There has been a lot of interest in automating cognitive model discovery in the recent past. Learning Factors Analysis is a method for cognitive model evaluation and improvement which semi-automatically refines a given skill set. The improved cognitive model discovered using LFA has been used to redesign an intelligent tutoring system and shown to improve learning gains [4]. However, LFA requires human-provided factors that require some knowledge engineering or cognitive task analysis effort. eEPIPHANY [6] attempts to overcome this limitation by using a collection of data-mining techniques to more automatically improve a human-crafted set of skills. LFA and ePHIPHANY both require a human-crafted set of skills as well as student performance data for cognitive model discovery and improvement.

The requirement of student performance data makes these methods unusable for authoring a cognitive model for a new domain or a tutor with new problems. Li et al. [8] is notable prior attempt at learning a cognitive model without student performance data. Their SimStudent learns a cognitive model by being tutored in the domain through demonstrations of correct actions and yes-no feedback on SimStudent attempts at actions. They show improved cognitive models in various domains such as algebra, stoichiometry and fraction addition [2]. Furthermore, the skill learning in SimStudent was also integrated with feature learning using probabilistic Context Free Grammars (pCFG) to automatically learn features to train the SimStudent [23]. However, as discussed previously, SimStudent requires structured input from the tutor interface and the learning method is mostly applicable in well-defined problem domains where minimal background knowledge is required.

Among approaches using neural networks in educational data mining, Wang et al. [9] train an LSTM to predict student’s learning over time using student performance data in programming exercises. The t-SNE visualization of the hidden layer outputs of their trained neural network shows clusters of trajectories sharing some high-level properties of the programming exercise. Pardos and Dadu [24] use contextual representations learnt by a skip-gram model to predict missing skill from a KC model. Michalenko et al. [25] use word embeddings detect misconceptions from students’ responses to open-response questions.

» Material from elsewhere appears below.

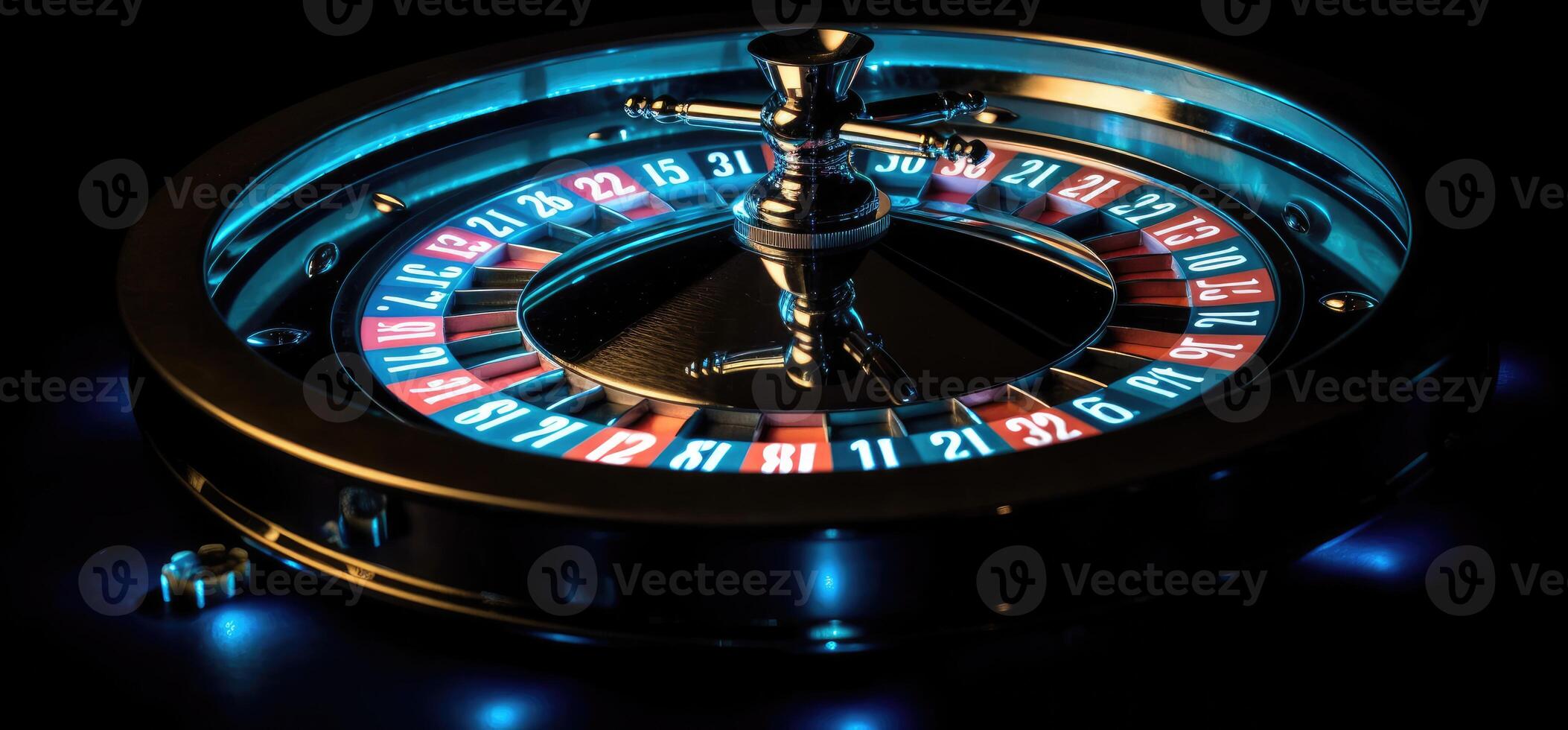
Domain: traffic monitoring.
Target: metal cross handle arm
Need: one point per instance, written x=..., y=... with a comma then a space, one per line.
x=815, y=200
x=885, y=126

In contrast to prior work, we tackle domains where the tutor interface is largely unstructured and problem solving requires complex prior perceptual skills and large amounts of background knowledge. Furthermore, while handling these complex domains, our methods do not require any student performance data which makes them suitable for initializing cognitive models while designing a new tutor. We also provide a method for estimating skill difficulty and learning rate without any student performance data using simulations of Apprentice learner. These estimates can be used as initialization in new tutors to provide a better estimate of mastery for each student.

7 Conclusion and Future Work

We showed that representation learning using neural architectures can be used for automatic cognitive model discovery without using any student performance data, which is especially effective in domains where a good human-authored cognitive model is unavailable or authoring a good cognitive model is difficult. Qualitative analysis of representations learnt by CogRL suggests similarities with human learning. For domains where a cognitive model is available, we show that representation learning can be used to get effective estimates of skill difficulty and learning rate parameters without using any student performance data. In future, the CogRL framework can be modified to make the representations more interpretable and provide constructive feedback for improving instructional design.